In order to forestall the destructive expression of crude emotion, society conditions us to develop self-control. Someone whose emotions are very crude and unruly can start refining them by becoming a positively functioning member of society, assuming that the society is a relatively positive one. If you are lucky with the sort of family you are born into and the sort of school you go to, you can emerge as a healthy group member and a potential individual, ready for the next step. You need the socialization, the discipline, of the group to some extent before you can begin to be an individual. However, it is as though society insists on self-control to such a point that we get into the unconscious habit of it. We then cannot let go, even when occasionally society permits it, or when letting go feels a perfectly justifiable and positive thing to do. What happens is that the individual is crushed by too much control.
As individuality starts to blossom, we need to move progressively from discipline, especially unconscious discipline to genuine refinement of the emotions. An individual of high emotional development does not need external of even much internal discipline in order to behave in positive helpful ways. You can see that children are emotionally quite spontaneous until their parents start conditioning them!!! In adults, this is usually not the case. Very often, the older people grow, the more they become emotionally blocked and unable to express themselves from the heart. There are various reasons for the blockages: Worry, difficulties, criticism, tension can cause unpleasant reactions and blockages. One’s emotions are more likely to be blocked and one’s blocked emotions are more likely to be negative, if one does not have satisfactory communication with other people.

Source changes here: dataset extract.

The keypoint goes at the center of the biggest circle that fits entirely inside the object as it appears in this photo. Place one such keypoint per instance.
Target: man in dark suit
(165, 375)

These are only a few examples, there are many. So this is a glimpse of the social background to the difficulty we sometimes experience in feeling and suppressing our emotions – a difficulty which can stop us from putting our hearts into the spiritual life as a result of it being blocked, wasted or too coarse.
Suppose somebody is engaged in an undertaking which he knows he ought to be doing, but does not apply himself to it very well and makes a poor job of it. Don’t we usually say, “His heart is not in it??” In other words he is not emotionally involved. If there is no emotion, there is no energy, no drive and for that reason the work is not done well. Our thinking centre can only influence our action centre through the emotional centre.

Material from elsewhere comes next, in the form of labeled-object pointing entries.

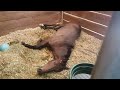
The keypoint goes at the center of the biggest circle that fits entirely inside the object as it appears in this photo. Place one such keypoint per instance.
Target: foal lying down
(61, 45)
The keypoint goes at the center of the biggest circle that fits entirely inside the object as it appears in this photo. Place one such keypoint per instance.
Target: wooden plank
(106, 12)
(14, 15)
(89, 32)
(29, 22)
(86, 24)
(92, 16)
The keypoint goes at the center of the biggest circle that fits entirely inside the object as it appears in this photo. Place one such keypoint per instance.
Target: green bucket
(80, 69)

Fortunately these emotional blockages can be removed. As a first step, we can develop greater self-knowledge. I certainly don’t like to think myself as emotionally blocked, but I am nowhere close to the Bhaktis whose unconditional love are legendary and I recognise that I do not fully express the emotional love/drive within myself. So this is why pujas are important in that pujas are concerned with refining emotional energies and removing emotional blocks when we are engaged in it with faith and devotion, as is meditation. That is why sometimes in midst of a meditation or puja or bhajans, we can start crying, laughing etc. it is the releasing of an emotional blockage and its a positive thing (contrary to what society thinks – again the conditioning!) Like you said, People who have gone on meditation retreats during which there are extended periods of silence experience feeling more alive. I know I did when I was silent for 2 weeks in retreat. This is partly because talking in itself takes effort ..a silent person avoids wasting energy on verbage!!!
Another way of overcoming blockages or refining emotional energies is through the arts, poetry, music, painting etc. This is the easiest and the most enjoyable and natural way or refining one’s energies.
In a nutshell, to me, Hinduism and Buddhism, as a practitioner, are gradual paths of inner transformations to enlightenment to discover our Buddha-nature, Christ-nature, Shiv-nature or Krishna-nature. Unfortunately due to our own karma, we need to keep purifying our negativities until we can reach that state….
I am only writing from my Gurus teachings, own experience and observations…I hope this gives your reader some insights to help her/him on his/her path to liberation/enlightenment.